Arnie Moreno: A Pioneer and Promoter of Pickleball in the Pacific Northwest

Arnie Moreno is a retired high school teacher, a varsity tennis coach, and a PTR tennis instructor. He has been passionate about tennis and other racket sports since he learned to play tennis at Washington State University. He is still active in USTA men's league and plays pickleball in between his tennis matches.

Arnie Moreno
Arnie Moreno

Arnie was one of the first people to witness the emergence of pickleball in the Pacific Northwest. He lived in Everett, Washington, and taught physical education in middle school when he saw his first pickleball match. He was intrigued by the fast-paced game that looked like a giant ping pong game. He noticed the groundstrokes and volleying attacks at the net, and the smiles on the faces of the players. He was eager to learn how to play this game and join the tournaments organized by Sid Williams, the founder of the United States Pickleball Association (USAPA).
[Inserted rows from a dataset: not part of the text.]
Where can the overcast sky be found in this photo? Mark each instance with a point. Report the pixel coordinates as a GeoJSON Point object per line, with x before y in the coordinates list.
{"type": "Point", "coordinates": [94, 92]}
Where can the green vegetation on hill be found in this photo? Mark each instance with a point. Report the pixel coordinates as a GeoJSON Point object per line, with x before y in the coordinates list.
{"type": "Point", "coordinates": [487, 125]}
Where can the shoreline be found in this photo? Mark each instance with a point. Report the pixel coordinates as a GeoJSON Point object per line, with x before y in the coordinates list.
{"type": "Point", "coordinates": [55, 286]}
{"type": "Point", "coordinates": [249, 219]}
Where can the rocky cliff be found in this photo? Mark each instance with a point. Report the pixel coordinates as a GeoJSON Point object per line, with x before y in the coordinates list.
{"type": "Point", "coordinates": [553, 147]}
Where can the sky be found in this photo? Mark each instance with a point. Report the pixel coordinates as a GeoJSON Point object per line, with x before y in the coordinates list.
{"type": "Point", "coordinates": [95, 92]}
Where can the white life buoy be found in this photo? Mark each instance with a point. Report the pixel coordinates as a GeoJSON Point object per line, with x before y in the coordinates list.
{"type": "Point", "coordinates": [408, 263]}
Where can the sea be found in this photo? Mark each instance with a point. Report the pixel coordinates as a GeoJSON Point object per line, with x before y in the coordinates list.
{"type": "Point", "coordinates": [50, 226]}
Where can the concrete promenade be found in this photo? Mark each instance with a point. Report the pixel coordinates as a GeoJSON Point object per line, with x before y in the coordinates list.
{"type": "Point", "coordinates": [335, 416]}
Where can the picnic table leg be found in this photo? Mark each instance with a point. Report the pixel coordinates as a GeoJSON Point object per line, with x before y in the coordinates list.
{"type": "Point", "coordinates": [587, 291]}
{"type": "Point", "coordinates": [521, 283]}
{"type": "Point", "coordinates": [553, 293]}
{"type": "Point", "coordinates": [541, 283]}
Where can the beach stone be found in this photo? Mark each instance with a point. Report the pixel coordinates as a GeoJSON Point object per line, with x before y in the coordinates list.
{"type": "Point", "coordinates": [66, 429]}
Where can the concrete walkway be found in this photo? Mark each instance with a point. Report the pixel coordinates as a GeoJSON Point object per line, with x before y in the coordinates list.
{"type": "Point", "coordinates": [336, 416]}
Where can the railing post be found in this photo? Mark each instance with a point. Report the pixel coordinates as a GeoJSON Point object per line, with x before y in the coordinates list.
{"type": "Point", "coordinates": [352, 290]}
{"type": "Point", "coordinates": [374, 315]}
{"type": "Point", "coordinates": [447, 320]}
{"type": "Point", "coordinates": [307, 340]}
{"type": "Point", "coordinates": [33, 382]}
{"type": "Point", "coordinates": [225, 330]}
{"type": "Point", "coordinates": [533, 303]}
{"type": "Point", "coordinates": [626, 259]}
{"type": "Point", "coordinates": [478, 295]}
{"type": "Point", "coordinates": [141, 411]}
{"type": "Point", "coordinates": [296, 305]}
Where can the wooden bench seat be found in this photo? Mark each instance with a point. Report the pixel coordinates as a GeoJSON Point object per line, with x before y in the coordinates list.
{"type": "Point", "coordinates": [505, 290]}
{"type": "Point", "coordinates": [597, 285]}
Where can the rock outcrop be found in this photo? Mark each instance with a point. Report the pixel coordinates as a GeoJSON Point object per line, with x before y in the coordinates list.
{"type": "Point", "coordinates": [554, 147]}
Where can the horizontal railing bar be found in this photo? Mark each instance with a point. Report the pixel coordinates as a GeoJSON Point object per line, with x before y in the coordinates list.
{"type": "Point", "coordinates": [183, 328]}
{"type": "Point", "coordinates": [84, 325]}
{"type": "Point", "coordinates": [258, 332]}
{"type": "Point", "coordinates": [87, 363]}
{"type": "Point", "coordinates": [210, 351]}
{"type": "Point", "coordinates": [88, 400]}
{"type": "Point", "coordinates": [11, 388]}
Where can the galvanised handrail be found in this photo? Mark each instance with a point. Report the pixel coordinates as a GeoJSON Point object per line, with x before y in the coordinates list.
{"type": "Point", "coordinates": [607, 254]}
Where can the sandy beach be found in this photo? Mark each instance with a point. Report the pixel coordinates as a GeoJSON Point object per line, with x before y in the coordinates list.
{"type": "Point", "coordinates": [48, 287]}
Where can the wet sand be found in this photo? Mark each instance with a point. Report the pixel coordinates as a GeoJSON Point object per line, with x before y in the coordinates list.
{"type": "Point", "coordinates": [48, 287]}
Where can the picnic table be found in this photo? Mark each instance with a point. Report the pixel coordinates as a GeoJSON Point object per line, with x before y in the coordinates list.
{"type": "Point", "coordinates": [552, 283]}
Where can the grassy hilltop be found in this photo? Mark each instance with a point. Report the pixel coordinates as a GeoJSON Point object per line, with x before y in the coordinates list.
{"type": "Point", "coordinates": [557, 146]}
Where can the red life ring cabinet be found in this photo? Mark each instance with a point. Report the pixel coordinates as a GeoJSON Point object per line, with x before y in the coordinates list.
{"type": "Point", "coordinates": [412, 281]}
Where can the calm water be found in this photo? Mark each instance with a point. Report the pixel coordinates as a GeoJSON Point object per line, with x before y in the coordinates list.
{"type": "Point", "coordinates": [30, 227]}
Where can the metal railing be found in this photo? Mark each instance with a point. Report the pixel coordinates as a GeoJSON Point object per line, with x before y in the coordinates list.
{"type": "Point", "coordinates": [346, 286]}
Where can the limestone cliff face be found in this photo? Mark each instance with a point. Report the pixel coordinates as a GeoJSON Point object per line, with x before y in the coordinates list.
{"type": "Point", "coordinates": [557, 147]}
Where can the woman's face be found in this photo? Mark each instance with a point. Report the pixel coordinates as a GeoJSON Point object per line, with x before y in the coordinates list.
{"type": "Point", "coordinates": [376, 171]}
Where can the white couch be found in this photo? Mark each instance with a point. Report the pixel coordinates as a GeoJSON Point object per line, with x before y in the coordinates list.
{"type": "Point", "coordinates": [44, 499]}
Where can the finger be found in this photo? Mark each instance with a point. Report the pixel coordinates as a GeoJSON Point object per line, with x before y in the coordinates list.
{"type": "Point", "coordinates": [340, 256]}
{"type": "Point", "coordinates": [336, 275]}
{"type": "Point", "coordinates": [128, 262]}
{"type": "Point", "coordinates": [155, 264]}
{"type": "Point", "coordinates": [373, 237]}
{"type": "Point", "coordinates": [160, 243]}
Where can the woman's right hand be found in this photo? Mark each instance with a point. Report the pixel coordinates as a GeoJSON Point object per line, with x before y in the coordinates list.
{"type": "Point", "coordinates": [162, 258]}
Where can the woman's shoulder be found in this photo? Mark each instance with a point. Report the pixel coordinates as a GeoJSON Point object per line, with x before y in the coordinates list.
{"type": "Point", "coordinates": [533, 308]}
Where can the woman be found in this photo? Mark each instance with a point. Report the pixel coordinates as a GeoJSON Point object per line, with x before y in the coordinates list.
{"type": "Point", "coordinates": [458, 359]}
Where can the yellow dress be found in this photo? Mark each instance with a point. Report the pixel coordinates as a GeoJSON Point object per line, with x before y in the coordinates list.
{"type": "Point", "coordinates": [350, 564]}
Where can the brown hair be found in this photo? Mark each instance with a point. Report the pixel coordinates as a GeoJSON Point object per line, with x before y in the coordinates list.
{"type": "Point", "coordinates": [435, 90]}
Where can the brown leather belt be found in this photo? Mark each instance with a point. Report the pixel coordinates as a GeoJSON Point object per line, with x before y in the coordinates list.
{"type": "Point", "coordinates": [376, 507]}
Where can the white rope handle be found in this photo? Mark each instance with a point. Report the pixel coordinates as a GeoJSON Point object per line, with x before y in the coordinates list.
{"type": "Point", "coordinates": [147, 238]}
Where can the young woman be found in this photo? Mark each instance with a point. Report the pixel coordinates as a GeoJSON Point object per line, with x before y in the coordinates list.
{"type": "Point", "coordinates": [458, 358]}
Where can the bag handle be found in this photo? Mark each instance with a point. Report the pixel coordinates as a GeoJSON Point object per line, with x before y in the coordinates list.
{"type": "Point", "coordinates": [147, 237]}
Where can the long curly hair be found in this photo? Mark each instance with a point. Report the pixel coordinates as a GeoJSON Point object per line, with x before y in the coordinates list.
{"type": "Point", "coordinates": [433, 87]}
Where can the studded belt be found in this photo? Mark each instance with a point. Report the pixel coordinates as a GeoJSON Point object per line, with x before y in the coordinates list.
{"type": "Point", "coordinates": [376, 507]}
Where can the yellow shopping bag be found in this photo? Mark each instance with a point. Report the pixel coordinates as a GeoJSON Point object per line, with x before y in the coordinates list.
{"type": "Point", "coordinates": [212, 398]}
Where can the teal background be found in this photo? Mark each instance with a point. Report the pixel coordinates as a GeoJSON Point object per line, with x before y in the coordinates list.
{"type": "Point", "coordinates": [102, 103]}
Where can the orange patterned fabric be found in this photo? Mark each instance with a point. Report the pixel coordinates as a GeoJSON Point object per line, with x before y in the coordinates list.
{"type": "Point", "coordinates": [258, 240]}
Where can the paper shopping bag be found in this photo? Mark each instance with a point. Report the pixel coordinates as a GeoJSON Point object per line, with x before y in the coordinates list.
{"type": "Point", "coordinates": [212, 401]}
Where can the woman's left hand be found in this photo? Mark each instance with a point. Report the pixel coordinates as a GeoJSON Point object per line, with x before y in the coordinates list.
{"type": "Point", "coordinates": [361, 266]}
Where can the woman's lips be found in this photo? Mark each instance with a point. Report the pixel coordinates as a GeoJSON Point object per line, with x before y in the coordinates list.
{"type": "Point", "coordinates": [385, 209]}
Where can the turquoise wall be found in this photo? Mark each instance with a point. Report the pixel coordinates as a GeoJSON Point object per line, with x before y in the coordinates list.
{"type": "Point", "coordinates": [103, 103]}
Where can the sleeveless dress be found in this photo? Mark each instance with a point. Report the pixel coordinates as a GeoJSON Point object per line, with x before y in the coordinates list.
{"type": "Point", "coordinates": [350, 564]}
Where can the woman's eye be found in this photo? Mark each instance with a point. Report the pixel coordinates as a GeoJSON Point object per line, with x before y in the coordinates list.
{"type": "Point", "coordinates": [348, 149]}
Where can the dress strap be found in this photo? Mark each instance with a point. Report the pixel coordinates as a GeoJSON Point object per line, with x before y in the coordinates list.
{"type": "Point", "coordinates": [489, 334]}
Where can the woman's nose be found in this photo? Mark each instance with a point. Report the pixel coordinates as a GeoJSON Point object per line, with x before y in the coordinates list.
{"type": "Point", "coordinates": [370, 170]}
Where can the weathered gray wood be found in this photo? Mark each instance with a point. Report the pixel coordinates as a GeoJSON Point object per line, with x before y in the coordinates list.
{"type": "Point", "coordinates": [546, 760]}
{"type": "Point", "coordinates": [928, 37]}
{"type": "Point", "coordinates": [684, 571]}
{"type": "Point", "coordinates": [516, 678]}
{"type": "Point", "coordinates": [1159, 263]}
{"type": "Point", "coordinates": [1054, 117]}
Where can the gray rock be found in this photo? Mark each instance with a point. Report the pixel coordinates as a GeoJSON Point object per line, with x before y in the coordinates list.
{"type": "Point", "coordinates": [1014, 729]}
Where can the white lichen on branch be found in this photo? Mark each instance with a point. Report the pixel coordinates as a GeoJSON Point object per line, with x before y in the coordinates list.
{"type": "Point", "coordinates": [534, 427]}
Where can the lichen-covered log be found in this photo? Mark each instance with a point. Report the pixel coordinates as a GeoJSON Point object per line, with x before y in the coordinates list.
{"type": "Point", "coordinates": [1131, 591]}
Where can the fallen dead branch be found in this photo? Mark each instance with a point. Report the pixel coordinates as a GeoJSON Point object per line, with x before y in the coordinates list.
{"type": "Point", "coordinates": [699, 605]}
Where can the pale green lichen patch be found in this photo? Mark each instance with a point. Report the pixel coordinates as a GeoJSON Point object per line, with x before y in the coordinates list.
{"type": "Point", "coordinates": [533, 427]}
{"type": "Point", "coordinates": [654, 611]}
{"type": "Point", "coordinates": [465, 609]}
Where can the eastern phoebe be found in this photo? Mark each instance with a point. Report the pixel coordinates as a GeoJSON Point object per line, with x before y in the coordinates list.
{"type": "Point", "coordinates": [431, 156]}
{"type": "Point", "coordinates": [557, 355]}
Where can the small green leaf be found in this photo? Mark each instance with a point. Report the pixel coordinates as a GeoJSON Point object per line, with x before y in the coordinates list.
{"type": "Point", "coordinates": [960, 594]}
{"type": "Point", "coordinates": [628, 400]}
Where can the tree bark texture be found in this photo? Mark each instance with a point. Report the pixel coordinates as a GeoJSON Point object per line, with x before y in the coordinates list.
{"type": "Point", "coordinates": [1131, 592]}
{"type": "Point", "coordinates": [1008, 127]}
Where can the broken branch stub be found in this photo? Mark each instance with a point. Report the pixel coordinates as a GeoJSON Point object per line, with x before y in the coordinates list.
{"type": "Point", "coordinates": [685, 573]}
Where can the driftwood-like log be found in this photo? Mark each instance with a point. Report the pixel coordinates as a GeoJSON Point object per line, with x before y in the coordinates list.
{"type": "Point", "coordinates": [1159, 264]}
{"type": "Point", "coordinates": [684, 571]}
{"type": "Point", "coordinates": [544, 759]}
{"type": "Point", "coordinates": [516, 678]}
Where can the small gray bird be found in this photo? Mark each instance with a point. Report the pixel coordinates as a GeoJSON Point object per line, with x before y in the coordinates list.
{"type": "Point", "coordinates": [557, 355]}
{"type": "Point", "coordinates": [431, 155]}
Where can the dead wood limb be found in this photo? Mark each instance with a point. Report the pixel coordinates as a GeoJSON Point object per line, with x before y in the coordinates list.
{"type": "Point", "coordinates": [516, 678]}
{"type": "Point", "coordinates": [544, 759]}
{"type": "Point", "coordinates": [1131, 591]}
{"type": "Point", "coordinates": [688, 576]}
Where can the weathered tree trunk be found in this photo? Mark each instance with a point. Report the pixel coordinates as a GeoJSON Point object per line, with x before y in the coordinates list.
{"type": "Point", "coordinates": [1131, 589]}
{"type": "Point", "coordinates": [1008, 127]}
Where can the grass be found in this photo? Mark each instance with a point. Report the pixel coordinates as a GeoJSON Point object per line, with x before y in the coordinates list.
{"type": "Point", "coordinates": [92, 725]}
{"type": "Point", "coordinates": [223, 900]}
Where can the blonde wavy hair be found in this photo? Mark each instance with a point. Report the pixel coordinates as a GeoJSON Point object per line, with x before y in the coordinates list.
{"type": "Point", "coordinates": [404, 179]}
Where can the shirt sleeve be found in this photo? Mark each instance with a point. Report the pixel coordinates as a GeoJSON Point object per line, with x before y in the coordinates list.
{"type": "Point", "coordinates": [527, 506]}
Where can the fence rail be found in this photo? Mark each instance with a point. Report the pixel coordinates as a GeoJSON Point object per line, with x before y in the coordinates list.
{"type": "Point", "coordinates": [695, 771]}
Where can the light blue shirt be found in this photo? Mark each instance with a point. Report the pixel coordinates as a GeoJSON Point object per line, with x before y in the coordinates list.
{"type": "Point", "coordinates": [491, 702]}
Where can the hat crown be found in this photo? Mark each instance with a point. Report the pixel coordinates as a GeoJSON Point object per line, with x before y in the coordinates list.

Arnie quickly became hooked on pickleball and started to promote it to his students and friends. He introduced pickleball to his middle school and high school PE classes, and it soon became part of almost every PE curriculum in the region. He also used his tennis skills to excel in pickleball and looked for every chance to attack at the net. He had a signature phrase to tell players to drop the ball into the kitchen: "chili dip it!"

Arnie also learned about the history of pickleball from Sid Williams, who told him how the game was invented by Washington State Senator Joel Pritchard and his family in Bainbridge, Washington. They named the game after their dog Pickles, who would chase the plastic wiffle ball during their matches in their driveway. Sid invited Arnie to join the USAPA and help him organize competitive tournaments for players of all levels and age groups. The tournaments were held in gyms and fitness clubs in the Puget Sound area, from Tacoma to Everett.

Arnie also met Mark Friedenburg, a Seattle native and the author of "The Official Pickleball Handbook". Mark ran an instructional pickleball website named "Winning Pickleball". Sid and Mark asked Arnie to coordinate and run pickleball tournaments in Everett. Mark listed Arnie as the Everett tournament director in his first book on pickleball. Arnie became involved with directing tournaments in his area and playing in tournaments in the Puget Sound. Sid and Mark are in the USA Pickleball Hall of Fame.

Arnie Moreno is a pioneer of pickleball in the Pacific Northwest. He has contributed to the growth and popularity of the game in the region and beyond. He has also enjoyed playing and teaching pickleball for over three decades. He loves the game and the friends he has made along the way.

His article is really about his experience with the very beginnings of this wonderful racket game. Sid and Mark used to dream about and worked hard to spread the game all over the US. The game is challenging and social. It can be as competitive as he wants or not competitive. The benefits of exercise span all ages and it is an easy game to play because it requires less technique work than tennis. He is an avid tennis and pickleball player and feels so lucky to have it as a part of his life.